14. You’re too young to know each other well enough yet. 

Okay, well. We met four years ago. We were best friends for a year and a half before dating. We dated for a year and a half before getting engaged. We were engaged for almost a year. I don’t know how one would go about determining what “knowing each other well enough” would even look like, but I’m pretty sure that this assertion falls flat. Even if we didn’t know each other well enough, why should that matter to you?

15. Marriage is glamorous… or rather, it should be.

Most of marriage is the nitty gritty, and that’s the best part, in my book. It’s about waking up with no makeup on, and my husband still thinking I’m the most beautiful person he’s ever seen. It’s forgetting to shower for a few days in a row but still loving the natural scent of his skin. It’s doing dishes and farting and burping and taking out the trash and eating frozen dinners sometimes. But the best thing ever is being so comfortable with someone else that these little things become your favorite slices of time. Intimacy is incredibly freeing when it’s with the one you love.

16. If it’s not easy, it’s not right.

Although your Facebook feed full of smiling faces and shiny rings might appear to suggest otherwise, marriage isn’t a walk in the park like so many couples make it seem. It isn’t all perfect Instagram photos at the beach and candlelit dinners on the floor of your new apartment (which, okay, we’ve done both of those things, but the point is that marriage is NOT an endless string of perfect moments.)

Marriage is having fights and arguments, but learning how to argue better and more lovingly. It’s figuring out your budget. It’s knowing hard times will come, but being committed to loving each other and working through everything, no matter what.

17. Marriage is hard, and that’s why you should put it off for as long as you can.

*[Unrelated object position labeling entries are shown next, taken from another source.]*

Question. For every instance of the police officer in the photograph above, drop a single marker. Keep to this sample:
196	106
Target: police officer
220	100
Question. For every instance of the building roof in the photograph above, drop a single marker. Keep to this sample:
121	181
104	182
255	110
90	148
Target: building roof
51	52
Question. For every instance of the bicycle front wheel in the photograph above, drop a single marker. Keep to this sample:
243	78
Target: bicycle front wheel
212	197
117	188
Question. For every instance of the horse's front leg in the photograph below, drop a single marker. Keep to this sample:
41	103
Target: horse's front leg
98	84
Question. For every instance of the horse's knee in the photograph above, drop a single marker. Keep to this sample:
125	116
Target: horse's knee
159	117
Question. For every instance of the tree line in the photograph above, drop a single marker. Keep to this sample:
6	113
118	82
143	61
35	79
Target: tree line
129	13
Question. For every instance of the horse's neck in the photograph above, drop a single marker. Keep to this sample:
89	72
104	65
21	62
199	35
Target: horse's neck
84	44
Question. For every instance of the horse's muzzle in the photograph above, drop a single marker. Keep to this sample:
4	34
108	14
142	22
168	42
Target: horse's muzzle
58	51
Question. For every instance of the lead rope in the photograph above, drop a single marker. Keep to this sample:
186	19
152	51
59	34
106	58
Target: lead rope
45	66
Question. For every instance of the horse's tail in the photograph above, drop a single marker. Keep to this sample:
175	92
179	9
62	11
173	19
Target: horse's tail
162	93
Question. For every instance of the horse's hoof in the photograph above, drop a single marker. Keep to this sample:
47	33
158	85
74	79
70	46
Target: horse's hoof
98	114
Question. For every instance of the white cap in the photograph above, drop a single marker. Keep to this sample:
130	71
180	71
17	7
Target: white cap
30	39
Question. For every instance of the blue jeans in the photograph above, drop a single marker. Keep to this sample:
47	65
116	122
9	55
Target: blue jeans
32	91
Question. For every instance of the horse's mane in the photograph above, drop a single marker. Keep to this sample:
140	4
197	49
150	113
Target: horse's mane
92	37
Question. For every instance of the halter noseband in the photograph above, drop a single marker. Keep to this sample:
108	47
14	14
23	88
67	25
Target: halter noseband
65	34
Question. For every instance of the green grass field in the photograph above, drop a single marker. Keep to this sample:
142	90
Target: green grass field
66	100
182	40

Well yes, it takes work… but that doesn’t mean it’s the miserable kind of hard, or that you should sacrifice the wonderful things out of fear. It’s the agonizing, slow burn of your muscles growing when you exercise. It’s the satisfaction of being able to step back and look at a project you have pored over for so long. Marriage is hard in the sense that it takes commitment of the most strenuous sort and self sacrifice on every level. The most beautiful things usually take the most time, effort, and work.